Kloudle Logo
ACADEMY

Allowing non AWS workloads to access AWS services using AWS IAM Roles Anywhere

By Riyaz Walikar 5 min read intermediate level
#aws #cloudsecurity #iam

Introduction

All compute instances that run within AWS can access the AWS IAM service to generate temporary credentials which can then be used to access the rest of the AWS cloud. The ability to access the IAM service to generate credentials is usually done via instance profiles attached to the compute instance and accessible via the Instance Metadata Service (IMDS). For computes running on a different cloud provider or even on premise, it was required to use long term credentials to perform actions on AWS.

AWS Roles Anywhere as a feature within AWS IAM solves this by allowing admins to set up a PKI infrastructure that can be used to authenticate non AWS workloads and generate credentials on the fly so that these instances appear to be a part of AWS (at least from the point of credential generation).

In this article we will take a look at how we can setup a simple PKI using AWS released code and enable apps to generate AWS IAM credentials from a non AWS workload at run time. The generated credentials will have the ReadOnlyAccess and IAMAccessAnalyzerReadOnlyAccess permission to ensure we begin with read only credentials. We can alway add or remove privileges by updating the role from IAM.

AWS User Session Token Temporary Access Mechanism

To set up a non AWS workload and eventually generate the temporary access token, some prerequisites have to be met.

  1. The machine where the IAM credentials will be generated should be a non AWS workload. You could technically perform the steps in the next section on an AWS instance but that will defeat the purpose of this feature
  2. The machine should have outbound/egress connectivity to the Internet.

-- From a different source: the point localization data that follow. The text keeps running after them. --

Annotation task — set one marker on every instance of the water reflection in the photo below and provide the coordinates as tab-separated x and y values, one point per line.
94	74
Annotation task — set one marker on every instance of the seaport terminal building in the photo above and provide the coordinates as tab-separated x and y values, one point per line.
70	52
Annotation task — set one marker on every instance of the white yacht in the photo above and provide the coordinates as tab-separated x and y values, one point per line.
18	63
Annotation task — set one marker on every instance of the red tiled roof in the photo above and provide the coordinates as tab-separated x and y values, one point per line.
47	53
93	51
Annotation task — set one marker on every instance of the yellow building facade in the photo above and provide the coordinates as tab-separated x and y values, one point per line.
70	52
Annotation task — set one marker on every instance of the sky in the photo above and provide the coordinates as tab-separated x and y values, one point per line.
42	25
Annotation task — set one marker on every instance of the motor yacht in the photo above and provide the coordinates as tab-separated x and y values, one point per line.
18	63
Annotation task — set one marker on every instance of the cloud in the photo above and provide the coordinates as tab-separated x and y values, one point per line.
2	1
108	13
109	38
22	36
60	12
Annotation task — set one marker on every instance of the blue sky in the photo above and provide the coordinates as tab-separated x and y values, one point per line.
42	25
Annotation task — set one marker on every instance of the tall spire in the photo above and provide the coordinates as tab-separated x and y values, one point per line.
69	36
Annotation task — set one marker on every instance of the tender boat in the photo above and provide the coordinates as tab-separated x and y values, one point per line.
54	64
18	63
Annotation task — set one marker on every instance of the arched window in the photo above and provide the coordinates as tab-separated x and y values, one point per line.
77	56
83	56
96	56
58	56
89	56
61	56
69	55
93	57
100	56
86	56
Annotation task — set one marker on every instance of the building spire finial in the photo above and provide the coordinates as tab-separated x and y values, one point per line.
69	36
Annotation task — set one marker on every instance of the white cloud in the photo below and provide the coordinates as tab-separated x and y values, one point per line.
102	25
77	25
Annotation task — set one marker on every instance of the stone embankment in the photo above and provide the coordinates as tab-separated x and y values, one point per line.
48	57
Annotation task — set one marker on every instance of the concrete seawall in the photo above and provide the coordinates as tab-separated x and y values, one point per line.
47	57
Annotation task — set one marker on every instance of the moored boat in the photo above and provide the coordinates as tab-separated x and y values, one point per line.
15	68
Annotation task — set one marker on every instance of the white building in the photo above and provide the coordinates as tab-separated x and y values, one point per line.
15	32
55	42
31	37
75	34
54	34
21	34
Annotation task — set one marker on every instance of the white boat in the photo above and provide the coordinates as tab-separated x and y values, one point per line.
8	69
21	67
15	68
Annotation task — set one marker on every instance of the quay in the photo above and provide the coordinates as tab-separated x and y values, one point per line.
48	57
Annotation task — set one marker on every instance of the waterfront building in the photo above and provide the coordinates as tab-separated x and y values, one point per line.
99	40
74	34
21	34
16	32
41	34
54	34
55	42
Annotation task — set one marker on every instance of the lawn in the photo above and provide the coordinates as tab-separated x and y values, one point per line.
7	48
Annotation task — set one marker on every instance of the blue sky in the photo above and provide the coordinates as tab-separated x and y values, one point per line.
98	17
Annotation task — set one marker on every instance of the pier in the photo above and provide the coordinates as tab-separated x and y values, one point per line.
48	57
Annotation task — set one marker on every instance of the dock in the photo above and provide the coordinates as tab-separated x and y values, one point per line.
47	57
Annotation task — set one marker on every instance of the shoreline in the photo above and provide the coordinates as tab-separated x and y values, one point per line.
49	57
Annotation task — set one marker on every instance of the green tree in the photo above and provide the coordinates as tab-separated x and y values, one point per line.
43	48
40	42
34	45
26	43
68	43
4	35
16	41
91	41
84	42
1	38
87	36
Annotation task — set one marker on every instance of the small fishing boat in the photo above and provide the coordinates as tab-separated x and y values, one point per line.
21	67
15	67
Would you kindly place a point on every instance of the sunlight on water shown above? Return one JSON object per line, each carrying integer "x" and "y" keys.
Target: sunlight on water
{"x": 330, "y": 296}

Specifically to the AWS IAM and STS API endpoints.

How to set up the instance and generate credentials

We have used an Ubuntu 20.04 virtual machine running locally for this example.

  1. Download the aws_signing_helper binary from https://docs.aws.amazon.com/rolesanywhere/latest/userguide/credential-helper.html. Options for other operating systems are available here.

  2. Clone the git repo at https://github.com/aws/rolesanywhere-credential-helper to obtain PKI certificate creation scripts. We will use this to create a server certificate and a private key which are required to run the aws_signing_helper binary to generate temporary assume role tokens

  3. To build the aws_signing_helper binary, follow the steps listed under “Building the aws_signing_helper binary” and then continue here

  4. Under https://us-east-1.console.aws.amazon.com/rolesanywhere/home/ , create a new “Trust Anchor”.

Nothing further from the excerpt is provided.